As the Baby Boom generation continues to age and move through the healthcare system, there are approximately 10,000 people entering Medicare every day1. Additionally, some estimates are that the number of people over 65 will increase by 50% by 2020. However, there is not a linear translation into an increase in the traditional nursing home beds. With patients demanding more options for care, there is an increased focus on treating patients in a variety of non-acute care settings.
Historically, nursing home stays were long-term and often the final care setting for many patients. Not anymore. Today, more stays are short-term as patients have similar clinical needs but more options than generations before. For example, patients might transition from the hospital to long-term care, assisted living, group homes, hospice, or homecare.
This fundamental transformation also extends to the pharmacy. A pharmacy in the LTC industry is no longer just serving the aging population but may also be serving the increased number of patients with chronic diseases requiring more complex therapeutic agents at earlier phases, which may be administered in a number of settings. Some estimates have specialty drugs representing 40% of health plans’ drug spending by 2020, representing increased opportunities for these pharmacies. As patients move in and out of the healthcare system and require a greater variety of therapeutics, there is an increased need for healthcare professionals to follow the patient, ensure smooth transitions between care settings, support medication adherence, improve compliance and reduce avoidable hospital readmissions. The alternate site pharmacy partner can contribute significant value beyond just simply providing the medications requested.

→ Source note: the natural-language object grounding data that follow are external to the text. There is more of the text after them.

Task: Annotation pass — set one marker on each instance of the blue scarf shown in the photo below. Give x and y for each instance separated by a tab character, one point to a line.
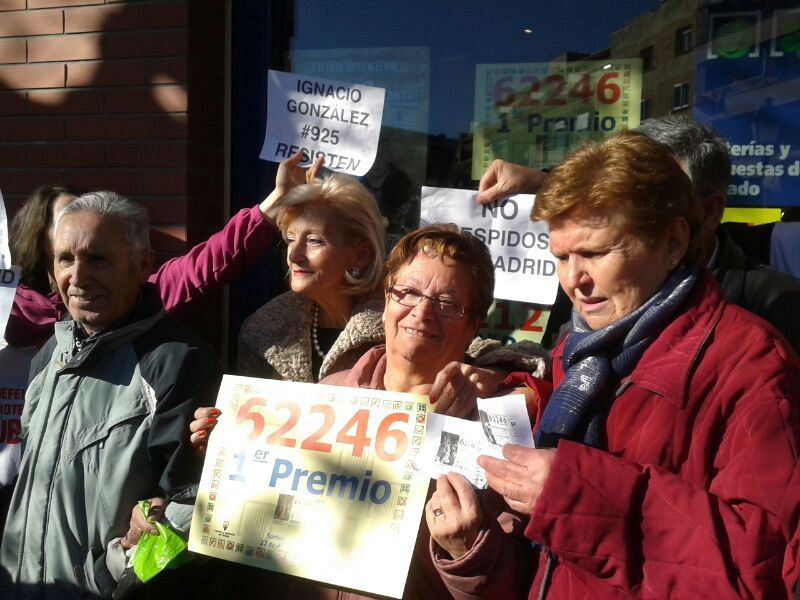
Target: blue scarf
578	406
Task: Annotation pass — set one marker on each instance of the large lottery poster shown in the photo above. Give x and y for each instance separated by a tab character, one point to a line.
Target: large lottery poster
534	114
315	481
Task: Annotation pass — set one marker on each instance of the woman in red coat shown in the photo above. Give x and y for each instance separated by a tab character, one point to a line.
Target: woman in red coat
667	457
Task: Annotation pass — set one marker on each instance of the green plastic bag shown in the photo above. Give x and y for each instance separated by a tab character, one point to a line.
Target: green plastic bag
154	553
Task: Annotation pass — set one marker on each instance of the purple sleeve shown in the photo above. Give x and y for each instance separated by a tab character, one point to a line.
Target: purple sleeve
32	317
221	259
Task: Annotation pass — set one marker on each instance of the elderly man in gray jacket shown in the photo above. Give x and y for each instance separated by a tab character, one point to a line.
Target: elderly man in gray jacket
107	410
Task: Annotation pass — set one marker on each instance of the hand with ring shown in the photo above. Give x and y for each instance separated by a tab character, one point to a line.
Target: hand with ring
454	514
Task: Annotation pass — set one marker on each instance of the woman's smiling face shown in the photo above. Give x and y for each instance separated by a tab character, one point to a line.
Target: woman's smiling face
317	253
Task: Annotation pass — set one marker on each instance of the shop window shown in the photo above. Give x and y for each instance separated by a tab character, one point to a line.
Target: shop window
680	96
647	58
683	40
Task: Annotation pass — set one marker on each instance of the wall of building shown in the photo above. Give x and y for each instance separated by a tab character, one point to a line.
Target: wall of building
127	96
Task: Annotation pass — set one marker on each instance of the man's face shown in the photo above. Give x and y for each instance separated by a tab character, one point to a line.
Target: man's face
97	280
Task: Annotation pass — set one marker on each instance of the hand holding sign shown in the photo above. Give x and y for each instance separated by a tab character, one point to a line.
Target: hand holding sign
322	118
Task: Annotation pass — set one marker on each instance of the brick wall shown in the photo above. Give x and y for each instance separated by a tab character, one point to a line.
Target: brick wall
127	96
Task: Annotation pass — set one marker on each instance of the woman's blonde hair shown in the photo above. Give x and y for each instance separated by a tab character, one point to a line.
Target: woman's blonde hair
357	218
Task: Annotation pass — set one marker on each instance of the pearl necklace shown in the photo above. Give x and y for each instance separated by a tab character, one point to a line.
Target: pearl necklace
314	337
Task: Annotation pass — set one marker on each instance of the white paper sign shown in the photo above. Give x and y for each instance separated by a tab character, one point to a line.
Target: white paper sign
337	120
524	268
14	366
454	445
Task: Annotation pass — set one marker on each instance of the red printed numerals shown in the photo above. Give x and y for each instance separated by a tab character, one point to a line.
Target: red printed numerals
554	90
390	441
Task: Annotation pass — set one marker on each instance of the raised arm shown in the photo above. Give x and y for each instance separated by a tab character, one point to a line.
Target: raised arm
228	254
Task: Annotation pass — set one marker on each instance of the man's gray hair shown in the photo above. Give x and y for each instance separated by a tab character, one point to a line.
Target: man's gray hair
701	150
111	205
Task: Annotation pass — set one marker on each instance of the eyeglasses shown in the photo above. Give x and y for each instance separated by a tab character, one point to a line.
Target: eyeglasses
445	307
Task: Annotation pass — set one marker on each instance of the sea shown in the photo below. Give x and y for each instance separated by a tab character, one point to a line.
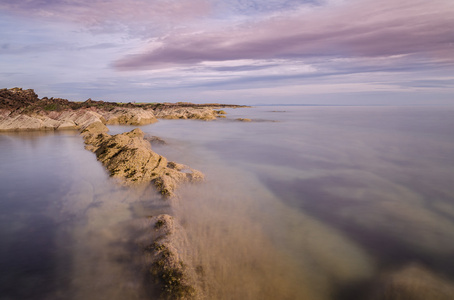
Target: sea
302	202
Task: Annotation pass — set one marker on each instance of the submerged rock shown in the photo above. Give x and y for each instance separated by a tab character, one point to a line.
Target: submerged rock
129	156
164	270
413	282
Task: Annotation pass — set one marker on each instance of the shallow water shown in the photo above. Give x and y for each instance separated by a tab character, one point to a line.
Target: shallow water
301	203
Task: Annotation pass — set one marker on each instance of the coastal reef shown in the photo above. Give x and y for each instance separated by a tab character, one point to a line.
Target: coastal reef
165	274
130	157
23	110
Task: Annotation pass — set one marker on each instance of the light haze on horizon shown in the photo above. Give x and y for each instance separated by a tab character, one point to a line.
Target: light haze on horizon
357	52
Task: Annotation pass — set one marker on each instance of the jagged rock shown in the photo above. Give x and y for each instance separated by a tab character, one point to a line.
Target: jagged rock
413	282
202	113
17	98
129	116
244	120
155	140
130	157
164	270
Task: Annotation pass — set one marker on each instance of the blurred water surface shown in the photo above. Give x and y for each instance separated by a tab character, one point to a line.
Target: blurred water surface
300	203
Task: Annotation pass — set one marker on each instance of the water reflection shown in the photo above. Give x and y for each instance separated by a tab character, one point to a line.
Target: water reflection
328	203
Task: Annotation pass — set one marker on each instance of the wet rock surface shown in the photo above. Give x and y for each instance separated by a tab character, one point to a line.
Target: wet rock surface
22	110
165	273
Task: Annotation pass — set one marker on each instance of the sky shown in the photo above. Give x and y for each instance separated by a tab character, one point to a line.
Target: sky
340	52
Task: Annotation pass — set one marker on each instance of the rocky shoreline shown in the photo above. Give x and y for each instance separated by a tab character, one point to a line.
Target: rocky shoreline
128	157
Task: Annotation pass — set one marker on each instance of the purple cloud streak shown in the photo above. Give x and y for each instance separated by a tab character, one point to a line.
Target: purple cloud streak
357	28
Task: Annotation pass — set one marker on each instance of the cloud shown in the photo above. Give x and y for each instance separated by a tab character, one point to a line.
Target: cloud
113	13
341	29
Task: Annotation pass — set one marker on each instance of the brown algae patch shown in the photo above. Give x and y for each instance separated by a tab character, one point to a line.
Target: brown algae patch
129	156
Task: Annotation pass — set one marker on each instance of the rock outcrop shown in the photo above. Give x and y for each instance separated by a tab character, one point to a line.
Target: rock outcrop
23	110
165	272
128	116
129	156
205	114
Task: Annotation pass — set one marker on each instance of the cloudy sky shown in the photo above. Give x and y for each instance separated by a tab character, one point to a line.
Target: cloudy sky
231	51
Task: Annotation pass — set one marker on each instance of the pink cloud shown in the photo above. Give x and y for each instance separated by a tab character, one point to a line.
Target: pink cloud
354	28
96	12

As clinical outcomes become more important — with things like Star ratings, QAPI, value-based reimbursement and adherence metrics moving to the forefront – alternate site pharmacists are becoming increasingly important to successful patient management. Helping facilities reduce readmissions is likely to quickly become a significant competitive differentiator when LTC facilities and ACO networks are selecting partner pharmacies. As a result, alternate site pharmacists will be more involved in medication management and review and helping facilities increase compliance to reduce readmissions.
With a greater percentage of care being delivered outside of the hospital, alternate site pharmacies must seek to maximize their share of these adjacent markets. To stay competitive, they must not only improve their bottom line by streamlining operations, reducing expenses and maximizing reimbursement, but also implement technology and provide greater connectivity to be closer to the care that is being delivered.

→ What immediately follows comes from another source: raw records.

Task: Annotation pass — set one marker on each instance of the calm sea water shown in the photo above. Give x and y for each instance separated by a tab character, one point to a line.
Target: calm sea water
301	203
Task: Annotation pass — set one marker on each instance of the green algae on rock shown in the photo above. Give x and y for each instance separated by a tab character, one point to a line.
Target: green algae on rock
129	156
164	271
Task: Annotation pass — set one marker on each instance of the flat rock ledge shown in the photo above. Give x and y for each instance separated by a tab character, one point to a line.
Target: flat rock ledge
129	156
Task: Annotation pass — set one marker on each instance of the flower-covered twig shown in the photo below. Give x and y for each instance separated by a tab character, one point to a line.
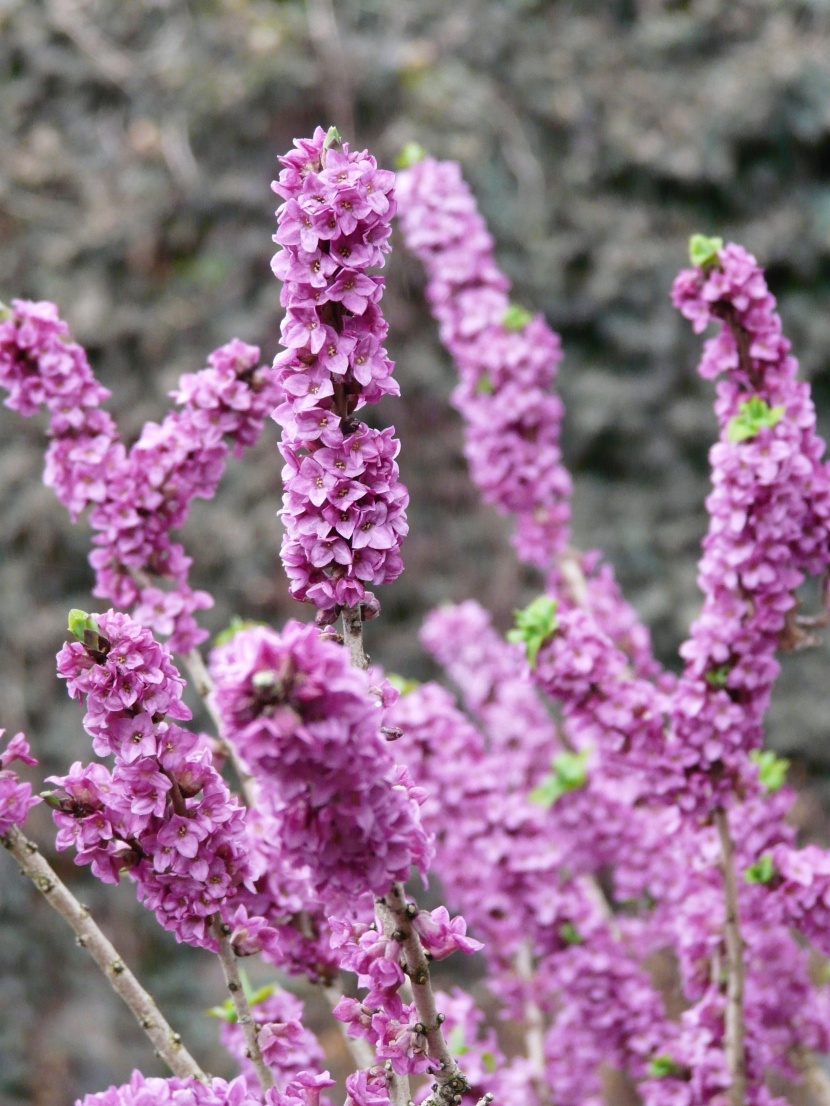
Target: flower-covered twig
344	507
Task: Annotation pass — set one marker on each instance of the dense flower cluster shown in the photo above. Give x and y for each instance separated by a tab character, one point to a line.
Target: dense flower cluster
163	814
507	360
344	507
16	797
769	514
178	1092
137	497
579	849
305	723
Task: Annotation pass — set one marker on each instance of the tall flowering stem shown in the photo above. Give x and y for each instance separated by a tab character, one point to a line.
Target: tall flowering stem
163	814
245	1020
507	361
735	967
769	523
164	1037
344	507
449	1081
135	498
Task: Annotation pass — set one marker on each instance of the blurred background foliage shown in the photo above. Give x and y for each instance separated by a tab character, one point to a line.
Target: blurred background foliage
137	142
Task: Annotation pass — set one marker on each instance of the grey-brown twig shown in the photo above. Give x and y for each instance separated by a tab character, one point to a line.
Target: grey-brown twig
228	960
449	1081
735	968
200	676
353	636
165	1040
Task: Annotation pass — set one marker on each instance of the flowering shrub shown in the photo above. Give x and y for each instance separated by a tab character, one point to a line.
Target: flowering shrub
588	813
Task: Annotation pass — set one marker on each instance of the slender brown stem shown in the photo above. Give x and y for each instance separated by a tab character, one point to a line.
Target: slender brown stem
533	1020
735	968
165	1040
335	82
245	1019
353	636
360	1049
449	1082
199	675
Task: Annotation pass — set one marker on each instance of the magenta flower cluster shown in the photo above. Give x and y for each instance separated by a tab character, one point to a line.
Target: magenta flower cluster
137	497
769	513
579	849
178	1092
506	358
16	796
163	814
507	362
309	728
344	509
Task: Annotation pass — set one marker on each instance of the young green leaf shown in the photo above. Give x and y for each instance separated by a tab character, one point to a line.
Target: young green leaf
703	251
516	317
569	772
411	154
771	769
402	684
761	872
535	625
754	414
663	1065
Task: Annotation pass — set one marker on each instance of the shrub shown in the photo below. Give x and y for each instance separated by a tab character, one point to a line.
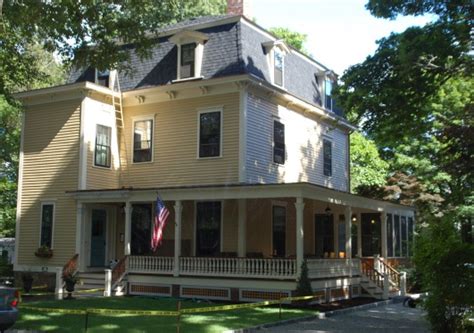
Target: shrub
446	266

Responding to this growth and the evolving needs within alternate sites of care, the Long Term Care Division of the National Community Pharmacists Association (NCPA) has been an important resource to help identify the most critical business issues and advocate on behalf of the pharmacies they serve. McKesson Alternate Site Pharmacy Solutions is proud to sponsor NCPA’s LTC Division and support their efforts by providing educational resources for NCPA members interested in the alternate site pharmacy industry, as well as underwriting the recently published cost-to-dispense study, which showed that LTC pharmacies incur dispensing costs that are 25 percent higher than those of traditional retail pharmacies and provide additional services to meet the unique health needs of LTC residents.

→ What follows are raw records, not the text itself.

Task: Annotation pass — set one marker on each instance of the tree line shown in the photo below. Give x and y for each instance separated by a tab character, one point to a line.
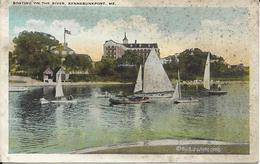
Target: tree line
34	52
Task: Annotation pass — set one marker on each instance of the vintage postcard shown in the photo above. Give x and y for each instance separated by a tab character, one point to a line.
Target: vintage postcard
129	81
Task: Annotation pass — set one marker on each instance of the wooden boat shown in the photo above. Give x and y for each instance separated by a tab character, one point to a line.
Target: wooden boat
17	89
129	100
206	81
152	80
191	100
59	96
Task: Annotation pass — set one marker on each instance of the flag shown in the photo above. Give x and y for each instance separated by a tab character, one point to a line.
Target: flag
67	31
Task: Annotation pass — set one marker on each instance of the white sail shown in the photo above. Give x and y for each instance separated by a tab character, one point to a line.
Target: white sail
177	91
58	89
206	80
176	94
139	81
155	77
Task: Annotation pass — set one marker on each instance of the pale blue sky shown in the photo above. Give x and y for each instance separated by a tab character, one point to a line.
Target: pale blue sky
179	19
221	30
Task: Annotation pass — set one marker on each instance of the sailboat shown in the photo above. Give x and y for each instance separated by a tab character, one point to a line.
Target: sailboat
153	82
206	80
59	95
177	97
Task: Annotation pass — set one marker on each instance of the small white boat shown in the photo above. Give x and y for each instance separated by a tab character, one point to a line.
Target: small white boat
152	80
191	100
44	101
206	81
177	98
104	95
17	89
59	96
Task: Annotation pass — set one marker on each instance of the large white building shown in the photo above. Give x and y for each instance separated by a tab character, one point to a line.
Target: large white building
117	50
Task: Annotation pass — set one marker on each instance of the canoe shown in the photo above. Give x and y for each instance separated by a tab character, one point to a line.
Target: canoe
129	100
186	101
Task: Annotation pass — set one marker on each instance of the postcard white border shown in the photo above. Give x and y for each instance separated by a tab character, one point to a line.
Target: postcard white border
254	89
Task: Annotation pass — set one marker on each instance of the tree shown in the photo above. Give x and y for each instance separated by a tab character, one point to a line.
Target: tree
131	58
32	52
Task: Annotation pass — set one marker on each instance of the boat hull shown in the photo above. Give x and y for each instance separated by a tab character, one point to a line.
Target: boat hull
217	92
186	101
17	89
155	95
125	100
64	101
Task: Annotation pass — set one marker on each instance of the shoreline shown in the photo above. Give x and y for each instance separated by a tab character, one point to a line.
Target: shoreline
166	146
38	84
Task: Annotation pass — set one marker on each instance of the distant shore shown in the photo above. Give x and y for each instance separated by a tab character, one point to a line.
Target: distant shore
37	84
170	146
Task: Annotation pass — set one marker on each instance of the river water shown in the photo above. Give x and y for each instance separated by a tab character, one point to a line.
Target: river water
93	122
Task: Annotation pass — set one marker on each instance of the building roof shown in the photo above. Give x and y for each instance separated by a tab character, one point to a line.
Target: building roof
125	38
141	45
48	71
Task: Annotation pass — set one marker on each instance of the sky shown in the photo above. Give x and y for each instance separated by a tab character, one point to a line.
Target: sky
224	31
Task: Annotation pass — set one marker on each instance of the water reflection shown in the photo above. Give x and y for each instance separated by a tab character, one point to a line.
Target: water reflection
94	122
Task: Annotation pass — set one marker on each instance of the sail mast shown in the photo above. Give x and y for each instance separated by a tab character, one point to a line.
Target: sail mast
58	89
206	80
139	81
179	84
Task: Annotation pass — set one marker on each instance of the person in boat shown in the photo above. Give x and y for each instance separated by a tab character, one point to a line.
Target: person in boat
70	97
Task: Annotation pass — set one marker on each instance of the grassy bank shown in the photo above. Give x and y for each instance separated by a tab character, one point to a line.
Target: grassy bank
173	149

Yet increased costs aren’t all that these pharmacies face. Relentless downward pressure continues on reimbursement, and patient demands challenge the healthcare industry to provide better care and enable better clinical outcomes. Additionally, alternate site pharmacies need to determine how to meet changing regulations while maintaining continued growth and success. For example, pharmacies must address the changes resulting from the short cycle mandate that went into effect in January. As a result of its unique partnership with 3rd party repackager Safecor Health, McKesson is helping customers adapt to short cycle mandates and increase efficiency while cutting out costs. Additionally, updates to its ordering platform provides pharmacies with critical information to help them determine which medications must be packaged in 14-day or less increments.
Supporting quality pharmaceutical care and cost management, the McKesson Alternate Site division is committed to serving the alternate site pharmacy sector by creating sustained value for our pharmacy customers as they seek to provide the best service possible to their customers. Our focus on supporting the LTC, institutional, infusion and specialty markets has led us to offer customized solutions to help pharmacies meet the rapidly changing needs of patients and the LTC industry, including:
- Specialized packaging options to enable accurate, streamlined, and cost-efficient dispensing and packaging of medications;
- Six Sigma consulting support to drive efficiency of the pharmacy’s model, cutting costs, maximizing labor and streamlining processes;
- A more transparent pricing model to help pharmacies evaluate prescription products to add or remove from their formulary, and ultimately drive out costs.
- Access to subject matter experts in areas of business growth – from home infusion and specialty to 340B.
Across healthcare, the role of pharmacists is evolving to be more integral to successful patient management as patient outcomes become increasingly important. As the LTC industry strives to reduce avoidable readmissions, it will look to alternate site pharmacists to support patient care and help manage costs. This shift creates the need – and the opportunity – for pharmacies to demonstrate to LTC facilities and payers that they maintain a high level of service and efficiently deliver against adherence and clinical care metrics to improve compliance and reduce avoidable hospital readmissions.